As we sought to demonstrate the feasibility of FPT, we did not perform an exhaustive search of hyperparameter combinations for all methods to which ours is compared. All settings and implementation details that provided the best results in our search for each method are reported below. ICP was allowed to run for up to 25 iterations, all other parameters or initializations were performed as described in [14]. CPD was performed with \( w \) = 0, making the weight of the uniform distribution zero. We permitted CPD to run for up to 150 iterations. All other parameters remained as default [15]. The use of potentially non-optimized ICP and CPD also demonstrates the importance of initialization and parameter-tuning for such methods.

FPT was tested in two variations. First, where the network was only pre-trained on ModelNet40, as described in Sect. 2.3, and second, where the ModelNet40-trained network was fine-tuned on the MR-TRUS training dataset. Fine-tuning was performed with the same parameters which were used in pre-training. When fine-tuning, P_T was defined as the normalized TRUS prostate surface points, and P_S was defined as the normalized MR prostate surface points. No deformation, translation, or rotation was added to the surface points. No trainable weights of the networks were frozen.

3.3 Experimental Protocol

MR to TRUS Registration

In the first experiment, we presented each method with all TRUS and MR surface points to assess each method with complete data. For FPT, fine-tuning was performed with the training set. All evaluations were performed using only the testing set.
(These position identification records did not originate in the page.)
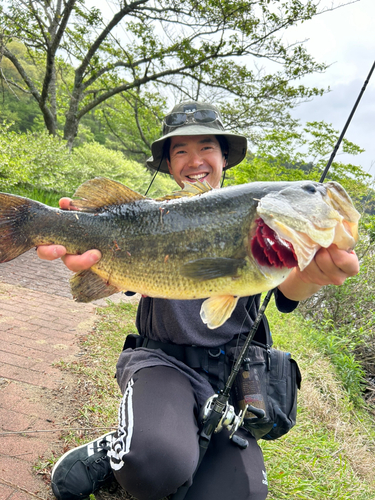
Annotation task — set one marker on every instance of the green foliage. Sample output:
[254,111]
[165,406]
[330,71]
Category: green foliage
[40,166]
[207,50]
[302,154]
[35,159]
[344,319]
[94,160]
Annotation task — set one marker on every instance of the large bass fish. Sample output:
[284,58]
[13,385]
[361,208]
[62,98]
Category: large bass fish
[198,243]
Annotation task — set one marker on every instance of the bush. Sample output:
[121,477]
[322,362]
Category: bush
[33,163]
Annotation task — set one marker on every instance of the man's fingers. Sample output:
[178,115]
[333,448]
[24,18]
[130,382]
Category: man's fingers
[67,204]
[51,252]
[82,262]
[346,261]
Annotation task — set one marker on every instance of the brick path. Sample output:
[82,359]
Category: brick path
[39,326]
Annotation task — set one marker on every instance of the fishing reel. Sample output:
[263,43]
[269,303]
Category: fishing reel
[229,419]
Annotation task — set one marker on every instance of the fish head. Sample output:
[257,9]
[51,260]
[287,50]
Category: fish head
[298,220]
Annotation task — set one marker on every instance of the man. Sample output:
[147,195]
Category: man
[155,449]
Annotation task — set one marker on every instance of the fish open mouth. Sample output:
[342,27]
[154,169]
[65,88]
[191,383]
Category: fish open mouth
[269,249]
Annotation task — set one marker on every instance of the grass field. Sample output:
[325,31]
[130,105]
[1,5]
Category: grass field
[329,454]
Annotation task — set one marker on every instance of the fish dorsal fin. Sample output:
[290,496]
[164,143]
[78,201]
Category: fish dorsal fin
[98,193]
[189,190]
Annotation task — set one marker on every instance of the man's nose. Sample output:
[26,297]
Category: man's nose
[195,160]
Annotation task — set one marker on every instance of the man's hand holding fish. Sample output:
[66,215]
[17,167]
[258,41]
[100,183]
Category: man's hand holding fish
[201,258]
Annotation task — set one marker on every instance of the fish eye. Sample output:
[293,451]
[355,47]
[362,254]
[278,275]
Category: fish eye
[309,188]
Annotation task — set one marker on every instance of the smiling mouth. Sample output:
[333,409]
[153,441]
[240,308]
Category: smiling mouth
[196,177]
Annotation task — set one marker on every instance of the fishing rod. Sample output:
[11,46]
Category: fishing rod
[217,413]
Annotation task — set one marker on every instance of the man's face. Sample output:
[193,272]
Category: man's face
[195,158]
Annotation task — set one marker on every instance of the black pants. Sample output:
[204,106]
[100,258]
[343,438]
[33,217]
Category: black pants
[157,447]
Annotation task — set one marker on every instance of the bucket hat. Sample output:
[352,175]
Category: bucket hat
[196,118]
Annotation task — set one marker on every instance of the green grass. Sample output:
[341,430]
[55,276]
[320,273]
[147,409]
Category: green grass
[329,454]
[47,197]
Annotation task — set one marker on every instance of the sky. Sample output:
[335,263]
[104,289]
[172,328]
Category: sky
[344,39]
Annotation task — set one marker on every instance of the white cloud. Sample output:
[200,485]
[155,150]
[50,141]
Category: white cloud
[345,39]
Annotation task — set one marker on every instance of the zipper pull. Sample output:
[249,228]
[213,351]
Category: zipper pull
[268,348]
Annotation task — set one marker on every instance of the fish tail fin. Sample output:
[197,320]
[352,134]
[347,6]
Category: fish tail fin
[13,238]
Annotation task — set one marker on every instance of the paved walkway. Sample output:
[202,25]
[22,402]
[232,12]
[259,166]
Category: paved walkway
[39,325]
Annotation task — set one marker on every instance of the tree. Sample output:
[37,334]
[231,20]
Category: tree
[302,153]
[197,49]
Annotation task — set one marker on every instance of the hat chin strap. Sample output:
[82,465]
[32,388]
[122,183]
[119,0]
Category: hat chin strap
[153,177]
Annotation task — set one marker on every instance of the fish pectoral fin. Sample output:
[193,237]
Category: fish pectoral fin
[99,193]
[189,190]
[216,310]
[211,268]
[87,286]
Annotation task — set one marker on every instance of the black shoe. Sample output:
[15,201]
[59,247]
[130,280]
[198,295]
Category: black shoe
[83,470]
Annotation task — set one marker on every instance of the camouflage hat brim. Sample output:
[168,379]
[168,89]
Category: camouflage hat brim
[237,145]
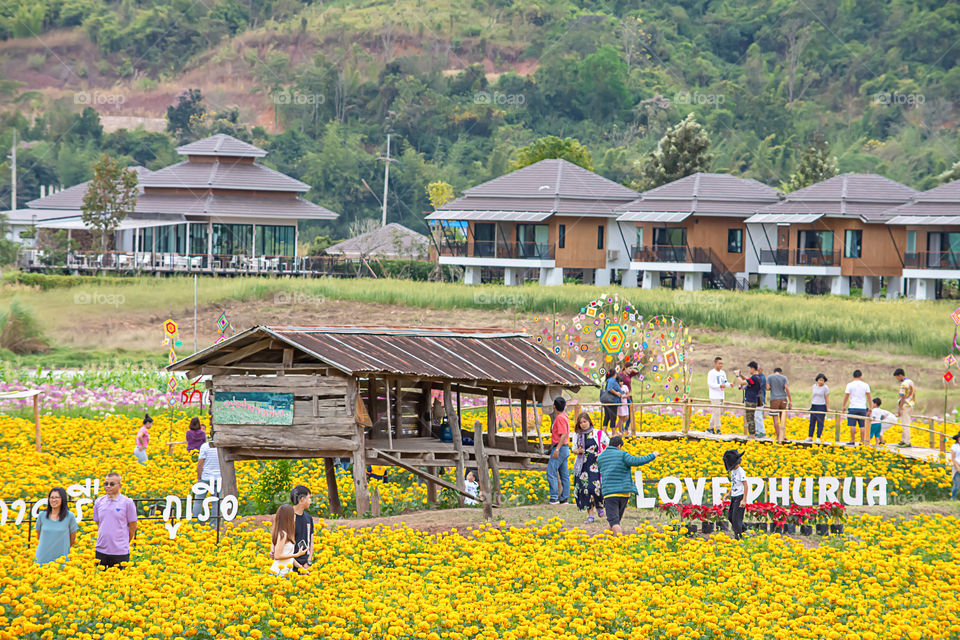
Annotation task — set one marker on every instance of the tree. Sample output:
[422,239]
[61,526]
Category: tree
[568,149]
[682,151]
[111,196]
[439,193]
[815,165]
[189,108]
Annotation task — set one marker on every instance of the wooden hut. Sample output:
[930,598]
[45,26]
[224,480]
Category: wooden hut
[367,394]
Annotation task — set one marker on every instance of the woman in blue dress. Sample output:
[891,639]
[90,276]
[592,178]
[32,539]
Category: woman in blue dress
[56,528]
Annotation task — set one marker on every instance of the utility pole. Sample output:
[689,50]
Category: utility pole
[386,180]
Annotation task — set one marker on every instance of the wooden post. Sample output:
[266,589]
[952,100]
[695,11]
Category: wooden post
[523,423]
[536,421]
[486,494]
[333,494]
[228,474]
[36,420]
[454,420]
[492,443]
[389,418]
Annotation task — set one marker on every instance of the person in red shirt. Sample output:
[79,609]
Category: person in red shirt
[559,453]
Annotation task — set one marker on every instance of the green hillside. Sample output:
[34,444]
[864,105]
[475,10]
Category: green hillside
[463,86]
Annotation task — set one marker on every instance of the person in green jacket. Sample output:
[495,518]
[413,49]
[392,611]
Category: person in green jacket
[616,483]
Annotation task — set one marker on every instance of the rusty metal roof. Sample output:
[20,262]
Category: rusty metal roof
[473,356]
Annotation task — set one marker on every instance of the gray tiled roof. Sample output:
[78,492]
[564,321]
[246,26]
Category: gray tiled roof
[72,197]
[391,241]
[223,175]
[939,201]
[219,206]
[552,177]
[221,145]
[865,195]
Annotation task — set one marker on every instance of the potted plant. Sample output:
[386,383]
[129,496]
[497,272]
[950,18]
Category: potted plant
[838,515]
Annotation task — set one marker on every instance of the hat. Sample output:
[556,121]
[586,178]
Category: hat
[731,458]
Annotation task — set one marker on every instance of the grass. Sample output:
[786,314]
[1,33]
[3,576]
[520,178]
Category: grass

MR to Sparse TRUS Registration

In the second experiment, we assessed the performance of each method using sparse TRUS surface points to reflect a plausible clinical scenario, as described in Sect. 1. To simulate sparse TRUS data, we simulated TRUS surface points captured from one simultaneous acquisition from a biplane TRUS in the sagittal and transverse planes (Fig. 2). This was done by removing the TRUS surface points which would not be visible in one simultaneous acquisition. As with our first experiment, fine-tuning was performed with the training set, and all evaluations were performed with the testing set.

Evaluation Metrics

All registrations were evaluated on their displacement predictions using Chamfer distance (D_C), Hausdorff distance (D_H), and registration time. We report registration accuracy on independent landmarks with target registration error (TRE) as has been used in many prior studies validation multimodal image registration [6,7,8,9], where its clinical relevance has been established. TRE is defined as the root-mean-square of the distances computed between all pairs of registered source and target landmarks for each patient. The landmarks comprised of 145 pairs of points included the apex and base of the prostate and patient-specific landmarks such as zonal structure boundaries, water-filled cysts, and calcifications, the spatial distribution of which is representative of the target registration distribution in this application. Landmarks were not included in any training, fine-tuning, or registration processes.

4 Results

Our quantitative results for the first experiment (Table 1) demonstrate a fine-tuned FPT’s comparable or improved results to ICP and CPD in all metrics. Example qualitative results from the first experiment are provided in Fig. 3.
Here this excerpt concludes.